Welcome to Product Support, a column devoted to helping you get the most out of the gadgets and software you already use.
Apple introduced the Health app back in 2014 (with iOS 8) and it's been baked into every iPhone since. Over the last several years, Apple has continued to build out the Health app, adding new features (such as ECG and sleep tracking) and even opening it to third-party apps. And today, the Health app is actually a pretty robust and useful tool.
The beauty of the Health app is that pulls data (such as fitness, sleep, nutrition, mindfulness and overall health) from a variety of different apps and keeps track of it all in one central app. It works well with Apple's own apps, such as Fitness, Sleep, and ECG, but it also supports many third-party apps. So if you use apps like Nike Run Club or Zwift for fitness, or MyFitnessPal or Weight Watchers for nutrition, the Health app can pull data from those as well.
Everybody with an iPhone can take advantage of the Health app, as it can pull data from various apps and sensors baked into your iPhone. It can track your steps, speed, distance, even how much time you spend in bed. However, to get the absolute most out of the Health app you should consider buying an Apple Watch (or another wrist-bound wearable, like a Fitbit) as it adds a whole layer to the experience; it opens the Health app up to all the other sensors (like heart rate, ECG and blood pressure) and more accurate data.
That said, there's a a good chance you aren't using your iPhone's Health app. It can be intimidating, admittedly, and you might think it's easier just to check the individual apps that you've been using for years. But if you give it a chance, you'll find that the Health app can be a powerful tool — and it's also pretty easy to use.
Get set up.
Apple has pretty straight-forward instructions on its website on how to get started with the Health app. Basically, you open the app and enter your health details (such as your height, weight and age) and choose which activities/things you want to be tracked. It's as simple as that.
Add third-party apps.
The Health app is essentially a hub, so your first order of business is to tell it where you want it to get its data. You can choose the apps you want the Health app to pull from — including third-party apps. To add third-party apps (or see if the Health app supports them), you first what to open that app, go to its settings, and allow it to share data with the Health app.
- Open the Health app.
- Select your initials, located in the upper-right corner.
- Select Apps (located under "Privacy").
- Select the third-party app and select the metrics you want tracked.
There are actually a lot of third-party apps that work with the Health app. We've listed a few of them below.
• Fitness/ Activity apps: Nike Run Club, Zwift, AllTrails, Aaptiv and FitOn.
• Nutrition apps: MyFitnessPal, WW Weight Watchers Reimagined, Lose It! Calorie Counter
• Mindfulness apps: Calm, Headspace: Meditation & Sleep, Ten Percent Happier
• Sleep apps: Sleep Cycle, Beddit, Sleep+
Master the Summary tab.
Once you've finished the set-up process (and figure out which apps you want the Health app to pull data from), you can actually take advantage of what the Health app has to offer — and that, first of all, means understanding the Summary feed.
The Summary tab is the first thing you'll see when you open the Health app and it aggregates all the data from all your various fitness, sleep, nutrition and mindfulness apps so that it's easily visible. The Summary tab will show all that data that you've designated as "Favorites" right when you open the app, so you'll want designate the data that you care most about— be it from your activity, heart rate, blood oxygen or sleep —as a Favorite. To do this:
- Open the Health app.
- Make sure the Favorites tab is selected (bottom left corner).
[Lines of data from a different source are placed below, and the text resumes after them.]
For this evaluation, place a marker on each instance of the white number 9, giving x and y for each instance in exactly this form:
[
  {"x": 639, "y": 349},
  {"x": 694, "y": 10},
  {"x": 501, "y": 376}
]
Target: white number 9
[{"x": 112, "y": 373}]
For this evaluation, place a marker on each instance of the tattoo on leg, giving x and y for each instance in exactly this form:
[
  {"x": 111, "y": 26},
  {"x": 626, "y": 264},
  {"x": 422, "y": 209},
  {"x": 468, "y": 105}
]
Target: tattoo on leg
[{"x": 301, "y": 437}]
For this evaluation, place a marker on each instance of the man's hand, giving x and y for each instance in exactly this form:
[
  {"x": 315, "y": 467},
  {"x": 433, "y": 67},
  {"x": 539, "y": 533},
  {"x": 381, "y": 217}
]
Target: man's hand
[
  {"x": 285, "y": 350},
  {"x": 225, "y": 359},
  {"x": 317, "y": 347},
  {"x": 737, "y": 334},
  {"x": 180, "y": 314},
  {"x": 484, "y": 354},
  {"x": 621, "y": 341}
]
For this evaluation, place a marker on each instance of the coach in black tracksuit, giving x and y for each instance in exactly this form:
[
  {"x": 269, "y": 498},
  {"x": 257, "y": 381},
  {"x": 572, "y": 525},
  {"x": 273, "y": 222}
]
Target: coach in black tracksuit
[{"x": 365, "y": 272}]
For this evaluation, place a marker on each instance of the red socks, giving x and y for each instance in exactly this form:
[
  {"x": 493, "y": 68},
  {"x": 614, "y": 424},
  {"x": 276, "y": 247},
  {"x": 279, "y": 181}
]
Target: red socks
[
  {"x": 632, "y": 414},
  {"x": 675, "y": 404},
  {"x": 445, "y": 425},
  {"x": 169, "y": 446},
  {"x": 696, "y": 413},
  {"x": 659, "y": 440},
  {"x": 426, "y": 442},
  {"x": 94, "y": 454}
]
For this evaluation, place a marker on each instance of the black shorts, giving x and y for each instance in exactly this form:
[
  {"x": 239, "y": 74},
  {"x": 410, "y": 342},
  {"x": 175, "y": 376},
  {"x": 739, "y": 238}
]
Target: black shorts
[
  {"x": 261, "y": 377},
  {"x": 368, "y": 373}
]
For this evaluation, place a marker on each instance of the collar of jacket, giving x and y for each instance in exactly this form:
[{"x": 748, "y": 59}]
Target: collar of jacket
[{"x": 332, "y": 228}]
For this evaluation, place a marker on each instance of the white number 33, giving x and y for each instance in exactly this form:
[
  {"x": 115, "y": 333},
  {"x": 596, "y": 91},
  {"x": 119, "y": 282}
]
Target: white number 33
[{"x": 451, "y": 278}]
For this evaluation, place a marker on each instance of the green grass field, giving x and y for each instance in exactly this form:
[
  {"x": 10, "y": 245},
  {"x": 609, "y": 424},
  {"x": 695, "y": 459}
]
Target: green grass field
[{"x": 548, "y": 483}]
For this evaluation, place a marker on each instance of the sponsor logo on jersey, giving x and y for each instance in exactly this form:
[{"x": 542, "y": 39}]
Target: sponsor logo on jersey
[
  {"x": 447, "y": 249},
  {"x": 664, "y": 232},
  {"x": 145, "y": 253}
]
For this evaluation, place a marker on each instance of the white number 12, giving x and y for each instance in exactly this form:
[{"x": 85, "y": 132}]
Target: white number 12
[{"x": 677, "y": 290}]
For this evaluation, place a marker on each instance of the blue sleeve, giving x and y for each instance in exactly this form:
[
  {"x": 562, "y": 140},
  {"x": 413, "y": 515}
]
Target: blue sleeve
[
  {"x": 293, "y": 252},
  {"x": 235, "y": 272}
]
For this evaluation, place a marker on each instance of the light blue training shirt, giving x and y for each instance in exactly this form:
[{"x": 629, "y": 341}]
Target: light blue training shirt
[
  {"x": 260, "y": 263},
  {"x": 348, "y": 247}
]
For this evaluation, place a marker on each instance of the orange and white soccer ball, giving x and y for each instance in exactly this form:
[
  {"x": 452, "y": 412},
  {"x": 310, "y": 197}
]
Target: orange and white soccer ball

- Select the "Edit" option in the top-right corner.
- Select the stat of the data you most want to see.
Become a better sleeper.
It took a while for Apple to release a sleep tracking app for the Apple Watch, but the Sleep app is finally available and you can do some pretty awesome things with it via the Heath app. The first is set up a daily sleep schedule.
- Open the Health app.
- Select the Browse tab in the bottom-right corner.
- Scroll down and select "Sleep."
- Scroll down to "Set Up Sleep" and select the "Get Started" button.
From here, you can select a "sleep goal" or the amount of hours of sleep you want to get each night, as well as which nights of the week you want to achieve those goals (maybe not the weekends?). Once set, your alarm will automatically go off at your chosen wake-up time. You can also add sleep schedules for different days and adjust things like "wind down" and "sleep mode" times. Once finished, you'll not only set up your alarms and sleep schedule for the week, but you'll also allow the Health app show metrics from your sleep.